The university added that it “will not stand back and accept the violations of the Israeli government when it confines the movement of Palestinian children and youth on their own land and restricts their ability to access education through destroying the schools.”
It also endorsed “the call by various bodies, including student bodies and other progressive organizations to boycott Israel and Israeli institutions for as long as Israel continues to violate the basic human rights of the Palestinian people, as well as international laws.”
Ambassador sparks outcry
The university’s statement addresses an incident last year, when the Israeli ambassador visited the campus on the pretext of distributing information about water management – a standard ploy to market Israel as “green.”
That visit generated concern from students, staff and human rights activists, the university said.
According to the campaign group BDS South Africa, this set in motion a process “to investigate the matter and a democratic decision was then made following almost a year of deliberations within TUT’s Senate, Institutional Forum, Council as well as faculties.”
“TUT is joining other human rights respecting institutions including our colleagues at the University of Johannesburg who also terminated their relations with Israel in 2011,” Gugu Xaba, chair of TUT’s Institutional Forum, said. “This is another major win for the boycott, divestment and sanctions (BDS) movement contributing to a formidable momentum for Palestine!

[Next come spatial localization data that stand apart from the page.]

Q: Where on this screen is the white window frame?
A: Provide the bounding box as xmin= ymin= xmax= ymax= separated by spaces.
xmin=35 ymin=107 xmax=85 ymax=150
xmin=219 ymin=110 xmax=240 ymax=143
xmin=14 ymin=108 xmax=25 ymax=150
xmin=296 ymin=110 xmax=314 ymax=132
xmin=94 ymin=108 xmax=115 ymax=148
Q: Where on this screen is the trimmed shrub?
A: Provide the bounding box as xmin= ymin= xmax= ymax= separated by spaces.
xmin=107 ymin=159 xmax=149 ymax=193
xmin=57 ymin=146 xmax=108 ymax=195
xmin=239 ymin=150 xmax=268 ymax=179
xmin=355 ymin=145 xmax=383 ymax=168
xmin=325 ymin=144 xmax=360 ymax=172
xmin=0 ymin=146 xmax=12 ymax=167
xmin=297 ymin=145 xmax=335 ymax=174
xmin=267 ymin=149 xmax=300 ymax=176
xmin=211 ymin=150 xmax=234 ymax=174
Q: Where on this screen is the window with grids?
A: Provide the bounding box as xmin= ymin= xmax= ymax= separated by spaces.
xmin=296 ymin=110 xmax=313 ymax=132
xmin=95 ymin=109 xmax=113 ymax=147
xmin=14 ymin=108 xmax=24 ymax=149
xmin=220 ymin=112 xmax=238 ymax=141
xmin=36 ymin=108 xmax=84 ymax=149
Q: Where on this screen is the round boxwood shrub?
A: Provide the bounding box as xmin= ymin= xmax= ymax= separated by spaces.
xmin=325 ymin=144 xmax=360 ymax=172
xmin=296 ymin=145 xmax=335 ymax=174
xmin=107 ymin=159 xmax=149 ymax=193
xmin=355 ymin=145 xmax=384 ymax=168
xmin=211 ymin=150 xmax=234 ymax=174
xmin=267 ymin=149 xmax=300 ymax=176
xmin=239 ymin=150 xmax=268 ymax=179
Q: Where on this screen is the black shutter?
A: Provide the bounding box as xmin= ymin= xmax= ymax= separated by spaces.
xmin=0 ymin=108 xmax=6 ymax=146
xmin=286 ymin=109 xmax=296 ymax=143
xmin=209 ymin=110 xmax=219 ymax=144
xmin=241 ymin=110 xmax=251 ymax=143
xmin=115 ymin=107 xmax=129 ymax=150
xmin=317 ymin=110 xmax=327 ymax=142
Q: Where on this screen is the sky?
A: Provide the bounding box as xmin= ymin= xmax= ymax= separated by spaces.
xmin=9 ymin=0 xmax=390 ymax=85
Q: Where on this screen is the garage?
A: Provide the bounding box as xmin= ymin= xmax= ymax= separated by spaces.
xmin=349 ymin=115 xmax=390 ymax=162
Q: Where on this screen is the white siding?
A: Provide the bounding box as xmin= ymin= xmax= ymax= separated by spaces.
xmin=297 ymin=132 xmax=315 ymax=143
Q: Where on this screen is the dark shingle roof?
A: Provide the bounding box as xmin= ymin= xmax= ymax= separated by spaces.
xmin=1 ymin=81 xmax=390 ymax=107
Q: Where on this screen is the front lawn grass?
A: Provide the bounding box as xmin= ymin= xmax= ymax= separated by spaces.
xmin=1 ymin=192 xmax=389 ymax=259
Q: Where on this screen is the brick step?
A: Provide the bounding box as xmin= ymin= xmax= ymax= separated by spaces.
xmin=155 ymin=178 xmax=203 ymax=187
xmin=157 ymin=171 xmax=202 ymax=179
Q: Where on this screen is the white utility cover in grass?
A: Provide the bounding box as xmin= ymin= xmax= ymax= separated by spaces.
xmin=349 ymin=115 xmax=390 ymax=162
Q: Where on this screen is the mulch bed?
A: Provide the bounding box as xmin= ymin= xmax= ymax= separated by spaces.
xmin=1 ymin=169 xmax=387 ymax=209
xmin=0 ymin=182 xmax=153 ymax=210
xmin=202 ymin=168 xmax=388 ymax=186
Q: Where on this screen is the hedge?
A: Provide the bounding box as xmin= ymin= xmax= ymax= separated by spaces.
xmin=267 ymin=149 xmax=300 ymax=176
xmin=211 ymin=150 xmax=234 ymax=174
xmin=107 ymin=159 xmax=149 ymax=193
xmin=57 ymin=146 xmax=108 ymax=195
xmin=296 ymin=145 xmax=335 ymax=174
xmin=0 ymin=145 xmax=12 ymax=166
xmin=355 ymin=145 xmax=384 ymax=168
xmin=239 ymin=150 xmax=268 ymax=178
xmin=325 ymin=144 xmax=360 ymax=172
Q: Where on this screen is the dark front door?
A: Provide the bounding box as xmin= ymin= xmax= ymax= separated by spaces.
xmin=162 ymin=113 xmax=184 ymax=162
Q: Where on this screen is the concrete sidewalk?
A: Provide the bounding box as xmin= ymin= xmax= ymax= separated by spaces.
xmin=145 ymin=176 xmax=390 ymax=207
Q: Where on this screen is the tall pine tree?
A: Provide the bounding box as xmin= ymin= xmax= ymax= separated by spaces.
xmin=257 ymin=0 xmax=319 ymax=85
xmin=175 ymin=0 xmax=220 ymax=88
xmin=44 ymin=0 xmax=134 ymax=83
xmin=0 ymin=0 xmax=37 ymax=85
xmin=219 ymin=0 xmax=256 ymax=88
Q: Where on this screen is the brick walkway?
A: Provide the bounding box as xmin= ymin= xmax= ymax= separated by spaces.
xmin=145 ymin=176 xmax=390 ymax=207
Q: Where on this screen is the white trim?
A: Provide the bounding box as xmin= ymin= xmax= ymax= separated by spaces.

We salute all those involved in taking this decision.”
In 2011, the University of Johannesburg Senate voted to sever ties with Israeli institutions implicated in Israel’s abuses.
With some 60,000 students, Tshwane University of Technology is the largest residential university in South Africa, with campuses across the country.
Professor Rasigan Maharajh, a spokesperson for TUT, told media that in light of the decision, “the government of South Africa should also be emboldened to hear the voice of the peoples of the country condemning the violent and continued occupation of Palestine.”
Activists will hope that the decision will boost their ongoing campaign to persuade the government to downgrade diplomatic ties with Israel to the lowest level.
While popular solidarity with Palestine is broad and strong in South Africa, the African National Congress government has only recently started showing more determination to give this support effect through the country’s policies.
The Tshwane University of Technology decision also sends a clear signal at a time when Israel is trying to bolster its ties across Africa, often under the guise of providing development aid and technology.
Last week, the rector of Belgium’s KU Leuven university announced that his institution would end its role in a European Union-funded “research” project carried out in partnership with Israeli torturers.
Luc Sels acknowledged the concerns of human rights campaigners that working with Israel’s public security ministry as part of the so-called LAW-TRAIN project to develop common interrogation methods poses an “ethical problem.”
On Monday, Jamal Juma’, of the Palestinian Stop the Wall Campaign and the Palestinian BDS National Committee, welcomed the decision by KU Leuven and urged other participants to end their involvement in “this ethically and legally reprehensible project.”